Sata told Reuters last week he would maintain strong commercial and diplomatic ties with China and would not introduce a minerals windfall tax, but implied he might impose some form of capital controls to keep dollars in the country.
Chief Justice Ernest Sakala declared him the winner after he received 1,150,045 votes compared with Banda's 961,796 with 95.3 percent of constituencies counted. Sata received 43 percent of the vote, which was also contested by many minor parties.
Sata has enjoyed a long and varied career that included stints in motor vehicle assembly plants in Britain and as a porter with British Rail before becoming a grassroots political activist under first president Kenneth Kaunda.
He likes to keep a statue of a rearing snake on his desk as a reminder to enemies of his sharp tongue.
Supporters of Sata, who will be sworn in as president later on Friday, celebrated the win.
"At long last the will of the people has been respected. The people wanted change," said street vendor Peter Musonda.
SUPPORT FROM YOUTH
Sata secured support among the youth on the back of campaign promises to create jobs and his criticism that Banda's government failed to let ordinary Zambians share in the proceeds from the country's copper mines.

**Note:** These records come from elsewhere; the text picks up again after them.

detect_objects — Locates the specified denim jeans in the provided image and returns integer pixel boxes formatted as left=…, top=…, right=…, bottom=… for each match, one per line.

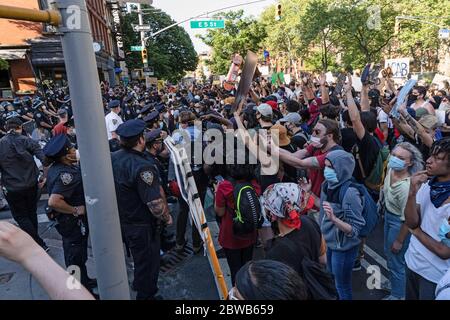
left=327, top=246, right=358, bottom=300
left=384, top=210, right=411, bottom=299
left=405, top=267, right=436, bottom=300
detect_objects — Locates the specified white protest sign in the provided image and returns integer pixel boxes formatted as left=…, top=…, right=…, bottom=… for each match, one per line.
left=325, top=71, right=335, bottom=83
left=384, top=58, right=409, bottom=78
left=284, top=73, right=291, bottom=84
left=432, top=73, right=450, bottom=89
left=259, top=66, right=269, bottom=77
left=352, top=76, right=362, bottom=92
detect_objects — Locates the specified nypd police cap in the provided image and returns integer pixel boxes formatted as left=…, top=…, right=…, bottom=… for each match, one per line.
left=144, top=111, right=159, bottom=122
left=108, top=100, right=120, bottom=109
left=116, top=119, right=145, bottom=138
left=145, top=129, right=162, bottom=143
left=42, top=134, right=72, bottom=158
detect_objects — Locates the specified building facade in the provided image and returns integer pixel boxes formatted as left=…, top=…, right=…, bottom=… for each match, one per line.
left=0, top=0, right=120, bottom=98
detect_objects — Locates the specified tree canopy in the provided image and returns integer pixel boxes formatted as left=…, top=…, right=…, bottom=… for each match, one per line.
left=202, top=0, right=450, bottom=74
left=200, top=10, right=266, bottom=74
left=122, top=6, right=198, bottom=82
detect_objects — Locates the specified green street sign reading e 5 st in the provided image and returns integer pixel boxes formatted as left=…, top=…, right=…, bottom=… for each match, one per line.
left=191, top=20, right=225, bottom=29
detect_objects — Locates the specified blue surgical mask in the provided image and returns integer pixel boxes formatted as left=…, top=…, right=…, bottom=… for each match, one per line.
left=388, top=155, right=405, bottom=171
left=323, top=167, right=339, bottom=183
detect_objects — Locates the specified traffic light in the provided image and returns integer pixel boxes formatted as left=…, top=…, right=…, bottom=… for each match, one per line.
left=275, top=4, right=281, bottom=21
left=141, top=48, right=148, bottom=64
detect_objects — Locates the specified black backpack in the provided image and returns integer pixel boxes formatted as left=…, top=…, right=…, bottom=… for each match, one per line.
left=302, top=256, right=338, bottom=300
left=286, top=234, right=338, bottom=300
left=233, top=182, right=264, bottom=236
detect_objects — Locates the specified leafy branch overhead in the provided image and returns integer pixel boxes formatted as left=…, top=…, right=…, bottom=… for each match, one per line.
left=122, top=6, right=198, bottom=82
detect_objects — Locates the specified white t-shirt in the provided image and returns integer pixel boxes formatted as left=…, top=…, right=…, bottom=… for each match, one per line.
left=377, top=107, right=394, bottom=128
left=405, top=183, right=450, bottom=283
left=105, top=111, right=123, bottom=140
left=436, top=269, right=450, bottom=300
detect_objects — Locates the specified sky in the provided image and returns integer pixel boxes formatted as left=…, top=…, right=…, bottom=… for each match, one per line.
left=153, top=0, right=277, bottom=53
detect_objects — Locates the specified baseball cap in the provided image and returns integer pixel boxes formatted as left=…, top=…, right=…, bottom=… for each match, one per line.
left=256, top=103, right=273, bottom=117
left=280, top=112, right=302, bottom=125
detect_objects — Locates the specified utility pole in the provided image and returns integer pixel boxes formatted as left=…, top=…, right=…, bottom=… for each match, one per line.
left=56, top=0, right=130, bottom=300
left=0, top=0, right=130, bottom=300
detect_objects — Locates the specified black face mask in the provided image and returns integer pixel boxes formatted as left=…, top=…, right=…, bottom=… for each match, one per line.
left=320, top=137, right=328, bottom=149
left=408, top=94, right=419, bottom=102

"We are now a relieved nation. God has finally answered our prayer," said Emmanuel Mwanza, a student at the Zambian Open University.
China welcomed the outcome of the vote and said it would continue fostering cooperation.
"We respect the Zambian people's choice, and are willing to continue to promote traditional friendship with Zambia and expand mutually beneficial cooperation in every aspect," Foreign Ministry spokesman Hong Lei told a regular briefing in Beijing.
Chinese companies have become major players in Zambia's $13 billion economy, with total investments by the end of 2010 topping $2 billion, according to data from the Chinese embassy.
But Sata has accused Chinese mining firms of creating slave labour conditions with scant regard for safety or the local culture.
Election monitors from the European Union and regional grouping the Southern African Development Community said the polls were largely fair although there was some violence.
Youths fought running battles with riot police on Thursday in the towns of Ndola and Kitwe, 250 km (150 miles) north of Lusaka, setting fire to vehicles and markets in the normally peaceful mining heartland.
Sata had strong backing in urban areas and the economic centre in the Copper Belt, while Banda, a farmer and former diplomat, relied on votes from rural areas.
In 2008 Sata lost to Banda by just 35,000 votes, or 2 percent of the electorate, in a presidential run-off triggered by the death in office of Levy Mwanawasa.